Die Stimmung ist dank der POSSESSED-Göttergabe auf dem absoluten Höhepunkt, das Amphitheater aufgeheizt, die Zuschauer geil auf eine ordentliche Portion New Yorker Thrash Metal. Es wird der krönende Abschluss eines wie immer rundum gelungenen Festivals sein. Und wer sollte energischer, spritziger und effektiver den Deckel draufpacken als Scott Ian und ANTHRAX? Pünktlich um 21:30 Uhr, die Sonne schießt ein paar letzte Strahlen gen Amphitheater, dröhnt das 'Cowboys From Hell'-Intro aus den Boxen und voller Vorfreude ist die Festivalfläche nahezu komplett besetzt. Und mit wie viel Bock der Sonntagsheadliner auftritt, merkt man direkt am 'Caught In A Mosh'-Beginn, der nicht besser hätte gewählt werden können.

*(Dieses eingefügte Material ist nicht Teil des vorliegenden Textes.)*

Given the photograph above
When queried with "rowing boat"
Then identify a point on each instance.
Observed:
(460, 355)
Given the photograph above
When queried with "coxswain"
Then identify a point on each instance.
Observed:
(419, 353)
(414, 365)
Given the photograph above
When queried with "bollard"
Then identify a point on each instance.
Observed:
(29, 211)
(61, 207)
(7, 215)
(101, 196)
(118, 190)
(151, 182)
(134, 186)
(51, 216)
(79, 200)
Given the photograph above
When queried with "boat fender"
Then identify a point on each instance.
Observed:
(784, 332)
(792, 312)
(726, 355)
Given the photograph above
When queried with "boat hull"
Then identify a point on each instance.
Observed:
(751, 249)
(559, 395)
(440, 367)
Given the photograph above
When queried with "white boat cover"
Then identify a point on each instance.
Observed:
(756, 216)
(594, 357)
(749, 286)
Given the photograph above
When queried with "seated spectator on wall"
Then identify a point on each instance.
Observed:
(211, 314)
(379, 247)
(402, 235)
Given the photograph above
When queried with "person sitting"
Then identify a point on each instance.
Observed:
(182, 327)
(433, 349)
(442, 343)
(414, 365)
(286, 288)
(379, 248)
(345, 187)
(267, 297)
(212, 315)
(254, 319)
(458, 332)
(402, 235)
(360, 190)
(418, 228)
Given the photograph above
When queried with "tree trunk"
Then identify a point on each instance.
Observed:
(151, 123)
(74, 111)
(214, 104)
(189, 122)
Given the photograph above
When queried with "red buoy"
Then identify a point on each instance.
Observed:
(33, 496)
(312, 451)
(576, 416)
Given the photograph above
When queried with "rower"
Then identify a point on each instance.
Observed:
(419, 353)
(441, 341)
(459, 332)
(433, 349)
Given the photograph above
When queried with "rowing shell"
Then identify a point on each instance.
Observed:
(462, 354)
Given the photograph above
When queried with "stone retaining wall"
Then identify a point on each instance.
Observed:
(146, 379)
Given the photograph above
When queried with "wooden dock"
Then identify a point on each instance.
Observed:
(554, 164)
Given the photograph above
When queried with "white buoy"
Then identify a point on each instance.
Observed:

Belladonna, Ian und Co. stürmen auf die Bühne, entzünden ein wahres Old-School-Hit-Feuerwerk und manifestieren ihre Rolle als Festival-Headliner. 'Got The Time', das lautstark intonierte 'Madhouse' oder auch das mächtige 'I Am The Law' halten das Stimmungsbarometer nah am Anschlag, sorgen für tosende und headbangende Massen und die Band selbst wirkt einmal mehr unheimlich hungrig, dem Publikum die Leviten zu lesen. Nach dem "Spreading The Disease"-Bollwerk 'Medusa' folgt mit 'Now It's Dark' eine bockstarke, aber sehr gut gewählte Überraschung, mit der wohl nicht viele in Gelsenkirchen gerechnet haben. Generell ist das Best-of-Set von ANTHRAX sehr gut gewählt und konzentriert sich selbstredend auf jene Smasher, die schon seit den 1980er Jahren bestens funktionieren: 'N.F.L.', 'A.I.R.' oder das TRUST-Cover 'Antisocial', bei dem das Publikum noch einmal in puncto Mitgrölen alles gibt, leiten das Ende dieses Gigs, das Ende des Festivalsonntags, das Ende der 2019er Version des Rock Hard Festivals ein: 'Indians' wird noch einmal ausgiebig zelebriert, es wird getanzt, gemosht, gesungen, geschunkelt und wohin man blickt, ANTHRAX sorgt für zufriedene Gesichter im Publikum, auf den Rängen und bei der RHF-Crew persönlich. Ein würdiger Headliner, der diesem superben Tag noch einmal die Krone aufsetzt. Schön!
[Marcel Rapp]

Und so verabschiedet sich auch die POWERMETAL.de-Crew vom diesjährigen Rock Hard Festival, welches einmal mehr in guter Erinnerung bleiben wird. Und voller Vorfreude schauen wir auf das Pfingstwochenende im kommenden Jahr, wenn das Rock Hard Festival erneut mit einem hochkarätigen Line-Up in wunderbarer Umgebung zum Tanz bittet!